A tear or tear in part or all of the hamstring muscles is a common injury, often seen in sports that involve sudden, abrupt movements, such as walking. B. water skiing or football occurs. The treatment can be surgical or conservative, with the decision for one or the other way depending on the extent of the injury (complete tear or only part).

In veterinary medicine, the hamstring muscles are often used for intramuscular injection .

Individual evidence

  1. See for example in Klaus WIEMANN: Specification of LOMBARD's paradox in the function of the ischiocrural muscles during sprinting (PDF; 179 kB)
  2. S. Ostermeier et al .: Dynamic measurement of the tension of the anterior and posterior cruciate ligament as a function of the ischiocrural muscles. Meeting Abstract (DGOOC 2004)
  3. Glenn Van Crombrugge, Bernard MFM Duvivier, Kris Van Crombrugge, Johan Bellemans, Koen Peers: Hamstring injury prevention in Belgium and English elite football teams Acta Orthopædica Belgica 2019, Volume 85, Issue 3 of September 2019, pages 373-380
  4. ^ JD Harris, MJ Griesser, TM Best, TJ Ellis: Treatment of proximal hamstring ruptures - a systematic review.
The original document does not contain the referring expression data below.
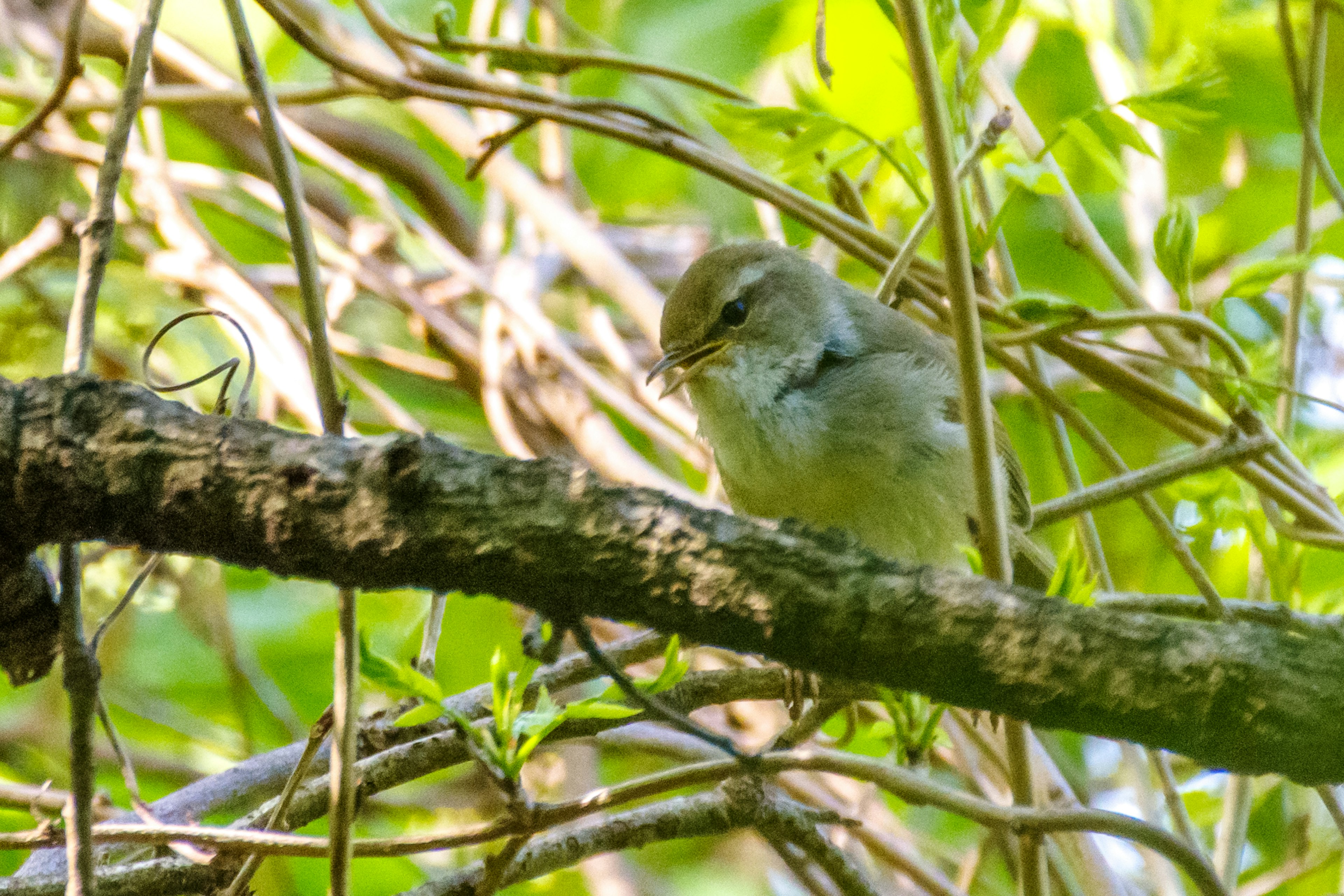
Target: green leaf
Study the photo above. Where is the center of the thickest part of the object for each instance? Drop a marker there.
(420, 715)
(1070, 580)
(1040, 307)
(1035, 178)
(674, 668)
(499, 692)
(978, 566)
(1104, 119)
(1174, 248)
(1256, 279)
(1184, 105)
(397, 679)
(445, 22)
(994, 38)
(537, 724)
(598, 708)
(1094, 148)
(526, 61)
(538, 719)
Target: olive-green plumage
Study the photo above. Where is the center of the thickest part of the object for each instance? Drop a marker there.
(827, 406)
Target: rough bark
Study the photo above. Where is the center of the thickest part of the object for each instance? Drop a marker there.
(109, 461)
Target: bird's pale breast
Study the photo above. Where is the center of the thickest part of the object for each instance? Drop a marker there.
(863, 448)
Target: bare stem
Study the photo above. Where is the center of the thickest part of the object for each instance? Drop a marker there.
(346, 718)
(901, 264)
(70, 69)
(1232, 830)
(1307, 115)
(80, 664)
(289, 184)
(1303, 225)
(1175, 805)
(961, 293)
(1148, 479)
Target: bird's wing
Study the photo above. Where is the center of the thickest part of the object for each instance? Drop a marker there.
(1019, 491)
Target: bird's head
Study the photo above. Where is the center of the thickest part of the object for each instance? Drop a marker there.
(748, 298)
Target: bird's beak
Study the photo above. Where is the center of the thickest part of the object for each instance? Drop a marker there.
(690, 359)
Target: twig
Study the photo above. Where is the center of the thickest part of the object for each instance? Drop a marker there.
(316, 735)
(798, 863)
(1190, 322)
(1084, 230)
(819, 46)
(346, 724)
(952, 226)
(975, 399)
(1151, 477)
(97, 230)
(1232, 830)
(1303, 221)
(901, 264)
(80, 664)
(81, 681)
(181, 96)
(1112, 458)
(289, 184)
(1307, 116)
(1175, 805)
(647, 702)
(433, 629)
(562, 62)
(848, 876)
(70, 69)
(146, 572)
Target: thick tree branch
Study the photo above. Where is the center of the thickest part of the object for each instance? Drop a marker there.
(96, 460)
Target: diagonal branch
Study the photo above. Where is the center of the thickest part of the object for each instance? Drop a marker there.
(91, 460)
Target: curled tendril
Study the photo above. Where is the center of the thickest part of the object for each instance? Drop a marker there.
(227, 369)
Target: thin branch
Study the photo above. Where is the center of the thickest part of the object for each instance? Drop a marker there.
(1112, 458)
(97, 230)
(1151, 477)
(430, 635)
(146, 572)
(346, 726)
(1307, 116)
(80, 664)
(70, 69)
(901, 264)
(186, 96)
(1175, 804)
(289, 184)
(1232, 830)
(504, 54)
(1197, 326)
(1303, 221)
(277, 820)
(46, 236)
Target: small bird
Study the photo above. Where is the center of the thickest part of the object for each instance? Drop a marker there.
(827, 406)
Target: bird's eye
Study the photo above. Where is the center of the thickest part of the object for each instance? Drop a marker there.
(734, 314)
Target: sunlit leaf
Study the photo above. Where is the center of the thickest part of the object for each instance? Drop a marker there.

In: International journal of sports medicine. Volume 32, Number 7, July 2011, pp. 490-495, ISSN  1439-3964 . doi : 10.1055 / s-0031-1273753 . PMID 21563032 . (Review).
  5. JM Linklater, B. Hamilton, J. Carmichael, J. Orchard, DG Wood: Hamstring injuries: anatomy, imaging, and intervention. In: Seminars in musculoskeletal radiology. Volume 14, Number 2, June 2010, pp. 131-161, ISSN  1098-898X . doi : 10.1055 / s-0030-1253157 . PMID 20486024 . (Review).